Wie kann man das Unsichtbare, das Vergessene sichtbar machen? Die Künstlerin Roshanak Zangeneh hat sich bei ihrer Installation in der Deutschen Evangelischen Kirche in Boulak für die Farbe Weiß entschieden, um an in Vergessenheit geratene Frauenfiguren aus der Bibel zu erinnern – genauer: für Weiß auf Weiß! In der Tat man muss man schon sehr nah an die fast lebensgroß dargestellten Frauen herantreten, deren schwungvolle, kräftige Linien in den weißen Stoff geprägt sind, um überhaupt etwas zu erkennen. Das Flüchtige, Schemenhafte der Figuren sorgt dafür, dass sie sich nur dem aufmerksamen Betrachter offenbaren. Roshys Installation stellt die Frauen in den direkten kommunikativen Austausch mit den ausschließlich Männer darstellenden Kirchenfenstern, die neben Jesus vier Apostel und die vier Evangelisten zeigen.
Die Gottesdienstbesucher, die am 31. Oktober in die Kirche kamen, um das Reformationsfest zu feiern, wurden unmittelbar Teil der von Roshy geplanten Installation. Die Kirchenbänke sind derzeit strahlenförmig um einen achteckigen Mittelpunkt herum angeordnet, was den Kirchenraum ganz neu und ungewohnt wirken lässt. Auf diese Weise kamen die Kirchenbesucher leicht miteinander, aber ganz unwillkürlich auch mit den unterhalb der Fenster angebrachten Frauenfiguren in Kontakt: Egal wo, man befindet sich eben „vis-à-vis“, so wie Roshy ihre Installation genannt hat.

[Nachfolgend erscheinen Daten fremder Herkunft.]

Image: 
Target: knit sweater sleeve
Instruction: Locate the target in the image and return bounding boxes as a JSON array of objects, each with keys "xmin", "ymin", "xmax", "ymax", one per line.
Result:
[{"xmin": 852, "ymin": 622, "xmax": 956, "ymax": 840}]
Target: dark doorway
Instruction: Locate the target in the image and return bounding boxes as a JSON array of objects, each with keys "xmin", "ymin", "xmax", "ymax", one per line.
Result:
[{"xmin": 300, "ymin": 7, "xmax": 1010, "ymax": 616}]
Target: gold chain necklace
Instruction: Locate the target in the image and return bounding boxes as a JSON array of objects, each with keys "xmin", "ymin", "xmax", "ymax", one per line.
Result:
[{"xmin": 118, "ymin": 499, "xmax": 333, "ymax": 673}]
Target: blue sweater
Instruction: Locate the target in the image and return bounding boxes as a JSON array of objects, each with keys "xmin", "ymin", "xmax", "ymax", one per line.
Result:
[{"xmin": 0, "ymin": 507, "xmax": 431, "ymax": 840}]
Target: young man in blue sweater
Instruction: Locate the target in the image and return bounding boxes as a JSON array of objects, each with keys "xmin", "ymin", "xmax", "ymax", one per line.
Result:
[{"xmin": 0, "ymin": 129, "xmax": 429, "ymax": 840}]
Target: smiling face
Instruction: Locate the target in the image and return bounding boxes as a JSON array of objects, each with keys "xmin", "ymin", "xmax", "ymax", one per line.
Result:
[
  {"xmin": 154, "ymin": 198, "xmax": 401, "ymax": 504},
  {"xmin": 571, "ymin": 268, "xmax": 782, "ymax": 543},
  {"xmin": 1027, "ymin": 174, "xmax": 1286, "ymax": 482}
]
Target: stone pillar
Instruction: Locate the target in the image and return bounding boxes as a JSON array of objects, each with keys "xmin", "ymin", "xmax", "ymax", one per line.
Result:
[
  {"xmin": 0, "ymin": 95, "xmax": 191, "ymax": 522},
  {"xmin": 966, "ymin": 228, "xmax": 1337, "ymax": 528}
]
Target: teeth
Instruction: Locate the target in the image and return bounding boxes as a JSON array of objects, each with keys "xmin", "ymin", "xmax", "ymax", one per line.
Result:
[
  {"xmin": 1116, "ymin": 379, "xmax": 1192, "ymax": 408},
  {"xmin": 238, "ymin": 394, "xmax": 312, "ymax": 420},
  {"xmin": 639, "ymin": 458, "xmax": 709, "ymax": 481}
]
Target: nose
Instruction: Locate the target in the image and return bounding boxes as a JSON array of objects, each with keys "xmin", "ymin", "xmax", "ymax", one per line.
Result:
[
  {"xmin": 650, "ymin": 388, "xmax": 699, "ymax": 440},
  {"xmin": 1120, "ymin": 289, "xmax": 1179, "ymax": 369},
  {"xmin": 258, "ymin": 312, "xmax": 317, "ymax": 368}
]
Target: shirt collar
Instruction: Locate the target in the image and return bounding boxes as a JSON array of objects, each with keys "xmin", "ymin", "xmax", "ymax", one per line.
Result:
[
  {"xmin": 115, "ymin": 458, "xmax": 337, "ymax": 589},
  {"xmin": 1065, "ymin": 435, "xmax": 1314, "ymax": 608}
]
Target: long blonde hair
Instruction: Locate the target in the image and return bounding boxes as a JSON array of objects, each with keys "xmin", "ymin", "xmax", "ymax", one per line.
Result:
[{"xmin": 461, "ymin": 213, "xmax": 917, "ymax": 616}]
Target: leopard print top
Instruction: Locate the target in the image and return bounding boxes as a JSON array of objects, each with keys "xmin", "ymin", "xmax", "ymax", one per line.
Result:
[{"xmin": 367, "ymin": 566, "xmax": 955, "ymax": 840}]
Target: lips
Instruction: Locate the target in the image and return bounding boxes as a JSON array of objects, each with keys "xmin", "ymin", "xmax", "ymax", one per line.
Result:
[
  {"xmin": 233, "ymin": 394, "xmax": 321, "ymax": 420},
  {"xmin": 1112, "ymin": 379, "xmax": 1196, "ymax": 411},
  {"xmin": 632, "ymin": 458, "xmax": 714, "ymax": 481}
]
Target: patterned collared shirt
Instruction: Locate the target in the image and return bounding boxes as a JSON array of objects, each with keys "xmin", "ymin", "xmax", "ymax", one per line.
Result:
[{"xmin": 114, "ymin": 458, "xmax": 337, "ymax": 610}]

Der Gottesdienst an diesem Abend war stark musikalisch geprägt, wofür die aus Fürstenfeldbruck angereiste Organistin Kirsten Ruhwandl sorgte. Ihr umfangreiches Programm, das Werke von Pachelbel, Bach und Mendelssohn-Bartholdy umfasste, ließ den Besuchern Zeit zum Zuhören und zur Besinnung. Abgerundet wurde der Gottesdienst durch Texte, die nur vom Luther, sondern die auch an zwei starke Frauen aus der Reformationszeit erinnerten: an die Theologin Marie Dentière und die Reformatoren-Gattin Wibrandis Rosenblatt.

Nach dem Gottesdienst eröffneten Pfarrerin Nadia El Karsheh und die Künstlerin Roshanak Zangeneh ganz offiziell die Installation, die während des Gottesdienstes zweifellos schon ihre Wirkung auf die Besucher entfaltet hatte. In einem Interview erklärte Roshy die Grundideen ihrer Installation, die nicht zufällig am Ende des Kirchenjahres gezeigt wird: Dies ist einerseits eine Zeit der Selbstbesinnung und des Gedenkens, aber auch des Aufbruchs und der Ausrichtung auf etwas Neues. Wer Zeit und Lust hatte, konnte anschließend mit der Künstlerin ins Gespräch kommen und die Exponate bzw. die gesamte Installation noch einmal auf sich wirken lassen.
Nach dieser Veranstaltung, die auf so vielfältige Weise anregend war, habe ich die Kirche ganz erfüllt verlassen und gedacht: So schön – gerne bald wieder!
Die Ausstellung ist noch bis zum 25. November in der Deutschen Evangelischen Kirche in Boulak
(32, El-Galaa-Street) zu sehen, die Finissage wird mit dem Gottesdienst zum Ewigkeitssonntag stattfinden. Öffnungszeiten: Täglich außer freitags von 16.00 bis 17.30 Uhr, am 18. November um 19.00 anlässlich der Andacht zum Buß- und Bettag. Weitere Termine können unter 01097457879 vereinbar werden.